The single most important ingredient in a long-term marriage is the ability of both partners to communicate. Communication is as important to a marriage as water is to a plant that grows in the desert. It is as important as air to your body. When you stop breathing, you stop living.

Communication is not out-yelling your wife. It is not out-talking your husband. Nor is it out-screaming your children. It is a willing exchange of feelings or information. It takes two people to communicate: one sending, the other receiving. Obviously in any marriage when either the wife or husband is sending and not receiving, communication will be impossible. What began as holy wedlock can easily end in unholy deadlock.

When I was a freshman at Mercer University in 1948, I went into the adjoining dormitory room to visit a friend. He had his radio on and was listening to music. Suddenly the music stopped, and my friend said, “The radio station has stopped sending.” He moved the radio dial across from one end to the other, and not a single sound came out. He replied (jokingly of course), “All of the stations have stopped sending.” All of the stations were still broadcasting, but his radio had stopped receiving. Communication involves both sending and receiving, whether it involves radio broadcasts, a marriage, or any other relationship.

Deep feelings in a marriage must be expressed openly or trouble begins to escalate rapidly. To keep feelings inside and not express them would be like trying to keep a beach ball under water. The instant the person trying to accomplish that feat loses his or her balance the ball will pop out of the water and up into the air. Emotions kept inside will ultimately explode to the surface in the same way.

A marriage begins with the merger of two people who have different thoughts and needs. The Bible defines marriage as two people becoming “one flesh.” This is a spiritual concept, not a physical one. A successful marriage will require much thought and effort. Many adjustments have to be made, and lots of couples do not seem to realize that. But when God is allowed to guide meaningful communication, marriage becomes a unique, enjoyable, and holy adventure.

In marriage counseling sessions I have heard husbands and wives say, “We just grew apart.” And why did this happen? The trouble was not that their problems were insurmountable. They stopped communicating. Notice that I did not say, “They stopped talking.” I said, “They stopped communicating.” Communication between husband and wife involves dialogue, not just a monologue. A dialogue includes both sharing and listening. There are different levels of communication in a marriage:

LEVEL ONE: On this level, a couple talks in pretense and sham. Their masks stay on. Words are exchanged, but only at a shallow level. Genuine needs and feelings are not shared. Even when they are, it is possible they will not be accepted or understood because they are not genuinely listening to each other.

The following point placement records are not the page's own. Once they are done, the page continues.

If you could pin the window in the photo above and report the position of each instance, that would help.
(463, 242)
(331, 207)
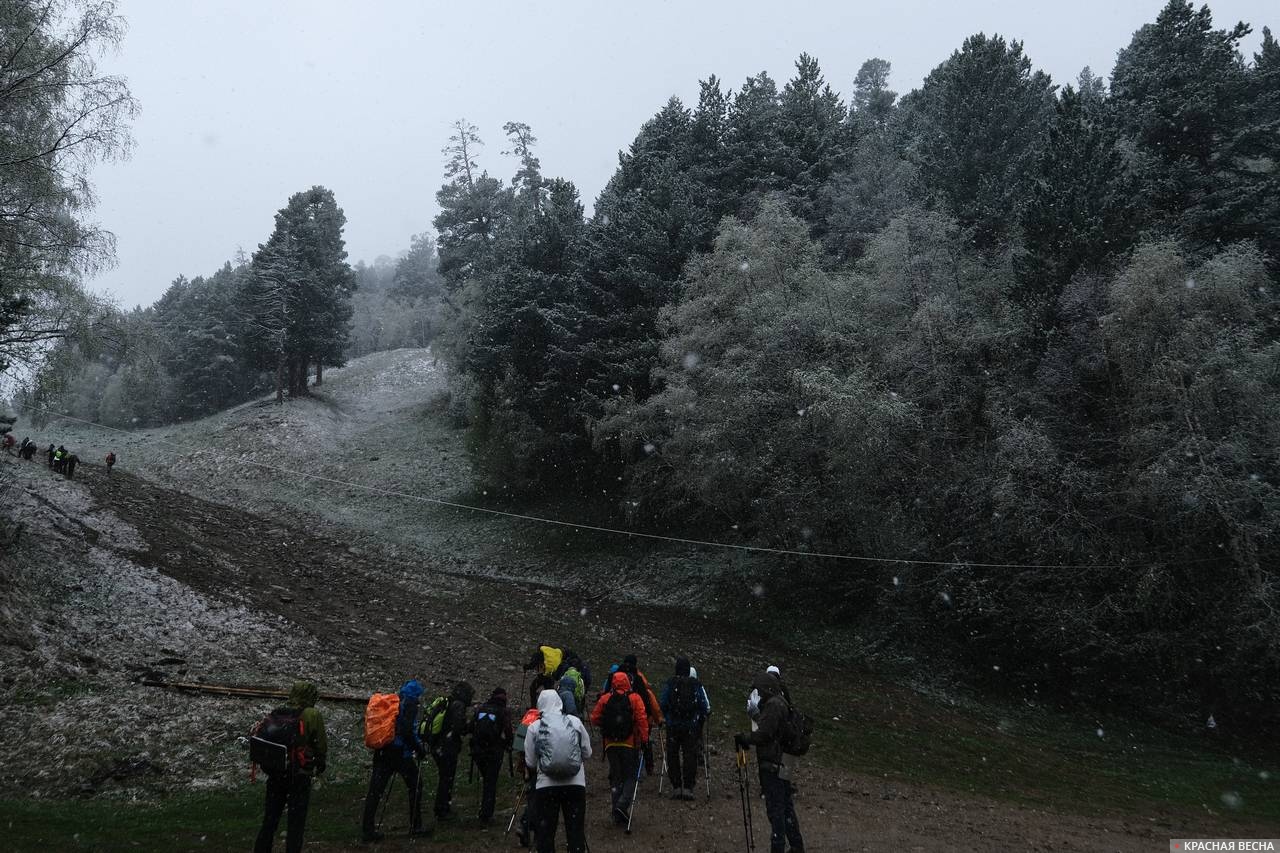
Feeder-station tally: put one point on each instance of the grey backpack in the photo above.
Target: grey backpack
(558, 748)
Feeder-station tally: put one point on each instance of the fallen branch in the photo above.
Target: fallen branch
(242, 690)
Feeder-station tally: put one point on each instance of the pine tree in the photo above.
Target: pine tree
(978, 124)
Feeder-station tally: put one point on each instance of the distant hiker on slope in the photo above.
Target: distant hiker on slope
(490, 739)
(289, 788)
(448, 746)
(684, 702)
(400, 756)
(625, 728)
(545, 665)
(556, 749)
(775, 775)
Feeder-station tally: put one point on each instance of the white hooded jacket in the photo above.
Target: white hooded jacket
(552, 711)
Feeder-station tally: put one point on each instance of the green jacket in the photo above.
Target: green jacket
(315, 743)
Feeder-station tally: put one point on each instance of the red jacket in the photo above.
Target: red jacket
(640, 728)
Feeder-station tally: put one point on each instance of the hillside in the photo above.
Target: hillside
(195, 560)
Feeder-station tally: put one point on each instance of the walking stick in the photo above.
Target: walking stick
(744, 789)
(635, 793)
(663, 746)
(520, 798)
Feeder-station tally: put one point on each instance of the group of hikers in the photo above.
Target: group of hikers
(548, 744)
(60, 460)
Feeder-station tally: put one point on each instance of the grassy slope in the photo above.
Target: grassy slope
(1025, 756)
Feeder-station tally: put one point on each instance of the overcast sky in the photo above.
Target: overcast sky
(247, 101)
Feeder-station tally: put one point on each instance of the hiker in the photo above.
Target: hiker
(292, 790)
(775, 775)
(447, 747)
(685, 707)
(490, 739)
(650, 705)
(624, 725)
(556, 751)
(545, 664)
(401, 756)
(571, 684)
(529, 776)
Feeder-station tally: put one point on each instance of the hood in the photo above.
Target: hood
(767, 684)
(302, 694)
(549, 701)
(412, 690)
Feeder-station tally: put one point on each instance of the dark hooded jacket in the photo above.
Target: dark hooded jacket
(457, 720)
(315, 743)
(767, 738)
(700, 711)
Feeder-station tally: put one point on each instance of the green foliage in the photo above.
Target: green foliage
(977, 128)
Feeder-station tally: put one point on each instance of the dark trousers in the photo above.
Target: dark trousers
(624, 763)
(781, 808)
(284, 792)
(682, 757)
(549, 802)
(447, 767)
(490, 770)
(385, 766)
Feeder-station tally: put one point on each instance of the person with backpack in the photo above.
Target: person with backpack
(684, 702)
(556, 752)
(298, 726)
(447, 746)
(652, 707)
(490, 739)
(400, 757)
(545, 665)
(624, 725)
(529, 778)
(768, 739)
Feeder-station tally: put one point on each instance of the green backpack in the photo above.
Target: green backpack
(433, 720)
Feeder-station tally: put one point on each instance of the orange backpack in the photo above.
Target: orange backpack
(380, 720)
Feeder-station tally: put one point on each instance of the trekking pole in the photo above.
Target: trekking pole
(520, 798)
(744, 789)
(635, 793)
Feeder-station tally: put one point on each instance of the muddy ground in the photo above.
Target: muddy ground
(117, 579)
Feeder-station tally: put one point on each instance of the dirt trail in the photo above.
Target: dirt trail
(375, 616)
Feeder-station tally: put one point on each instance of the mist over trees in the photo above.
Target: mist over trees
(992, 322)
(59, 114)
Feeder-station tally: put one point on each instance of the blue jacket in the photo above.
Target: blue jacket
(406, 721)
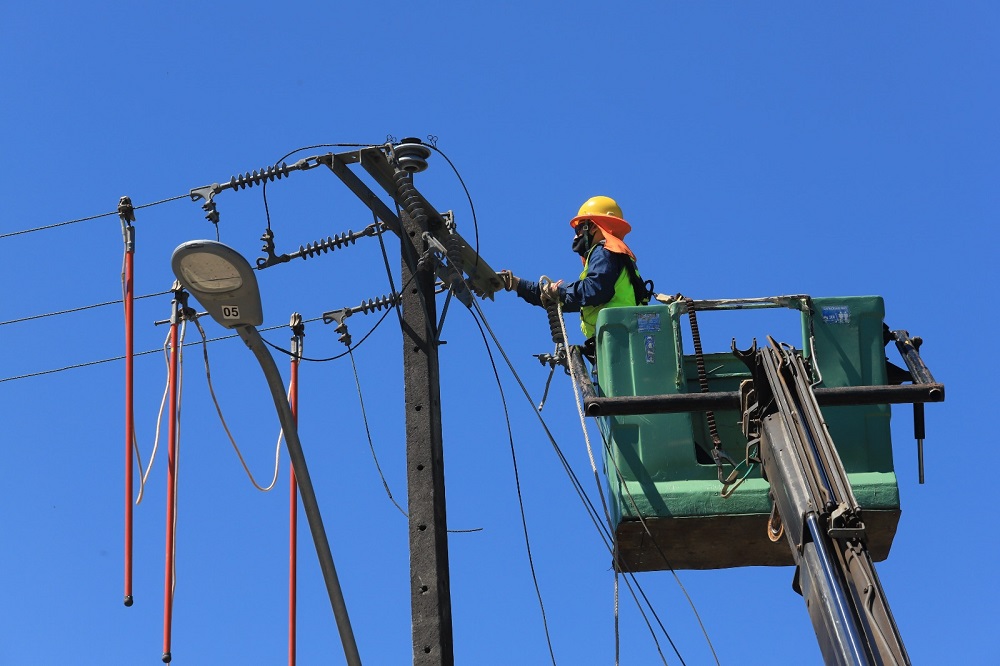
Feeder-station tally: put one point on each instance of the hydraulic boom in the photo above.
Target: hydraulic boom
(816, 509)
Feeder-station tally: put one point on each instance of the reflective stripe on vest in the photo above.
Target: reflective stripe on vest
(624, 296)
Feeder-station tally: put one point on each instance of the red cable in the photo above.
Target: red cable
(129, 419)
(293, 520)
(168, 595)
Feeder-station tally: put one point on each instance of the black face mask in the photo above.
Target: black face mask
(581, 243)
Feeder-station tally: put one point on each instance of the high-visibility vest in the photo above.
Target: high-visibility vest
(624, 296)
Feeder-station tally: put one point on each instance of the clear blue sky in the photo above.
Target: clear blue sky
(756, 148)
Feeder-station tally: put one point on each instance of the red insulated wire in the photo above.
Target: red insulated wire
(293, 391)
(168, 594)
(129, 297)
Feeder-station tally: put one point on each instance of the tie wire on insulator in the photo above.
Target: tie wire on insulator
(126, 214)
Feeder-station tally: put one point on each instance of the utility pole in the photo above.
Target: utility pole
(430, 587)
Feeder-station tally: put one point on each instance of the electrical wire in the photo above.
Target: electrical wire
(159, 420)
(218, 409)
(517, 484)
(79, 309)
(602, 529)
(85, 219)
(468, 196)
(371, 445)
(267, 210)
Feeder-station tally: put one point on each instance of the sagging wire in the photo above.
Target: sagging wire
(371, 445)
(602, 529)
(432, 144)
(88, 218)
(267, 210)
(607, 514)
(517, 484)
(147, 352)
(218, 409)
(79, 309)
(656, 545)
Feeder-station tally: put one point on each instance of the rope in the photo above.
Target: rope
(218, 409)
(159, 420)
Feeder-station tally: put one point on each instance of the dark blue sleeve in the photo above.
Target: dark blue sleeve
(598, 285)
(529, 291)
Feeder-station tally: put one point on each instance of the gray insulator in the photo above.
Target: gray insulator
(412, 155)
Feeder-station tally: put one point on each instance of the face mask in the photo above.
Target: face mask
(581, 243)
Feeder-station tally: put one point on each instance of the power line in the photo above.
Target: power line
(85, 219)
(79, 309)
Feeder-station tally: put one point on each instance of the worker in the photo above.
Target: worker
(609, 278)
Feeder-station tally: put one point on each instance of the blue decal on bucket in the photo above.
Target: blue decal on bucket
(648, 323)
(836, 314)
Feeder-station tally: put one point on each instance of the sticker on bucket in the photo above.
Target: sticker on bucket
(836, 314)
(648, 323)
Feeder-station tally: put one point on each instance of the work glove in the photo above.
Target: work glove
(550, 292)
(509, 280)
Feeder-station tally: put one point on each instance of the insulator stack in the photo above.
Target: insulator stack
(408, 196)
(255, 177)
(381, 303)
(324, 246)
(455, 253)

LEVEL TWO: On this level some thoughts and feelings are expressed honestly, but both husband and wife keep their guard up. Words may promise some hope that things will be better, but both watch each other’s moves carefully. The level of trust has not yet been developed. More communication is needed.

LEVEL THREE: On this level honest feelings are openly expressed: “This is what I love, what I fear, and what I really need.” Communication must be prioritized on this level for a marriage to survive. There is no fear of a blow up or pouting or resentment because of a petty disagreement. Husbands and wives who demand that their partner in life agree with them in all things will never achieve this level.

LEVEL FOUR: Communication on this level is like two violins that are playing a beautiful concerto in perfect harmony. The Bible describes it this way, “If two of you agree.” The word “agree” in Greek implies a symphony. A marriage that functions daily on this level will become what God intended when He said, “The two shall become one” (Mark 10:8).

If your communication level isn’t where you want it to be, consult your pastor or a reputable Christian counselor. It’s more painful to live unheard than to develop, or even just tweak, better communication with the one you’ve chosen to love!